Risultati immagini per strade kleeAlessandra Brivio ha iniziato il suo discorso con una breve presentazione di come si debba scrivere un articolo scientifico, sottolineando l’importanza di una domanda di ricerca precisa cui si vuole rispondere e ricordando che per certi aspetti la stesura di un articolo può essere più difficile rispetto a quella di una tesi di dottorato, causa tempi più ristretti e necessità di sintesi.
Dopo aver nominato una serie di riviste antropologiche catalogate in Italia come "riviste A" - tra  cui Antropologia, ANUAC, Lares, Antropologia Museale, Archivio Antropologico Mediterraneo e DADA -  sono state spiegate le dinamiche attraverso cui viene valutato se un articolo è pubblicabile oppure no: dopo una prima selezione da parte della redazione della rivista, il testo viene inviato a due revisori esterni specializzati sul tema che devono dare un giudizio autonomo e suggerire eventuali correzioni.
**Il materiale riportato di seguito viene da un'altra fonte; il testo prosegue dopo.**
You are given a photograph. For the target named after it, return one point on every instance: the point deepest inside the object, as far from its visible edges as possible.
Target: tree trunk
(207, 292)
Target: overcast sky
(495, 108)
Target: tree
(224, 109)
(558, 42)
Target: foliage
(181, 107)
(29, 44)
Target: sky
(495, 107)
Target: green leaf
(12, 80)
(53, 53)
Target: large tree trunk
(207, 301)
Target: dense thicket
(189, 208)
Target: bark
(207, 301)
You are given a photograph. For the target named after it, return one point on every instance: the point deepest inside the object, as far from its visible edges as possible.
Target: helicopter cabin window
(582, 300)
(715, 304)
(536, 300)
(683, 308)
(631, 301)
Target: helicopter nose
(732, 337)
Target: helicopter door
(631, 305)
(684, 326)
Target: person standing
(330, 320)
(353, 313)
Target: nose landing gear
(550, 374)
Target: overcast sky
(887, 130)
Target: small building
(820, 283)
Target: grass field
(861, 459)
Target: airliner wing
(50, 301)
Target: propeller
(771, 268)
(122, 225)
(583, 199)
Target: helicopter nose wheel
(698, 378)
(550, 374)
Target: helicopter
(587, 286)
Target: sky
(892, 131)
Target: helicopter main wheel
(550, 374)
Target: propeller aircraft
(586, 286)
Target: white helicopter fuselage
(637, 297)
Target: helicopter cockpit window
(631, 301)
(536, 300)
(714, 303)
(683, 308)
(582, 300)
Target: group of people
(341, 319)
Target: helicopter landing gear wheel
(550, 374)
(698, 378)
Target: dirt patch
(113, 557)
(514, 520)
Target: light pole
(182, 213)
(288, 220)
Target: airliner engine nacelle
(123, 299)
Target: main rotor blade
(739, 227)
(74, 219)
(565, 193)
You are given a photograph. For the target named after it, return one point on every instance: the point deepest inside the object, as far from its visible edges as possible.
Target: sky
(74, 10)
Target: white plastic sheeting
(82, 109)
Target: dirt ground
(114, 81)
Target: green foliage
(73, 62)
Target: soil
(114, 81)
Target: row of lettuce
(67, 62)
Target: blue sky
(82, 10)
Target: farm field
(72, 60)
Qui emerge la centralità della negoziazione, con un ruolo di labor limae utile ad accordare il proprio discorso con gli interessi dell'accademia. Tale lavoro, tuttavia, è lungo e può passare molto tempo prima che un articolo venga pubblicato. Pertanto, per poter effettuare un primo confronto con altri antropologi, può essere utile partecipare a conferenze e incontri, in cui esporre la propria tesi e i propri ambiti di ricerca al fine rielaborarli e ridiscuterli. La professoressa Brivio ci ha consigliato di iniziare a cimentarci con la scrittura di recensioni di libri, articoli e altri lavori antropologici prima di passare all’esposizione delle nostre idee e di provare a proporsi, almeno per i primi tempi, a riviste non di prima classe. Da quest'ultimo suggerimento è emerso come, in passato, la facoltà magistrale avesse una rivista di antropologia gestita dagli studenti. Questo ricordo è stato anche un momento di critica verso noi studenti, tacciati di essere poco comunitari e molto individualisti: le attività svolte grazie alla rappresentanza studentesca, oggi più che mai, vengono poco prese come opportunità. 

Infine, l’intervento del professor Traversari era volto a presentare l’Ufficio per le Politiche Attive, che si occupa di fornire agli studenti un supporto sia didattico che personale per lo sviluppo dei propri interessi e delle proprie attitudini. L’ufficio è aperto il giovedì dalle 15.30 alle 17.30 e si propone di dare consigli mirati riguardo la stesura della tesi, gli ambiti di ricerca, la ricerca di lavoro in ambito antropologico, i percorsi di studio post laurea. 
Il laboratorio da lui tenuto, Antropologia e mondo del lavoro, che può essere scelto dagli studenti del 2° anno per l’acquisizione dei crediti Altre conoscenze, cerca di presentare alcuni campi di applicazione dell’Antropologia alternativi alla ricerca accademica, tra cui il mondo dell’insegnamento, del marketing, dell’educazione.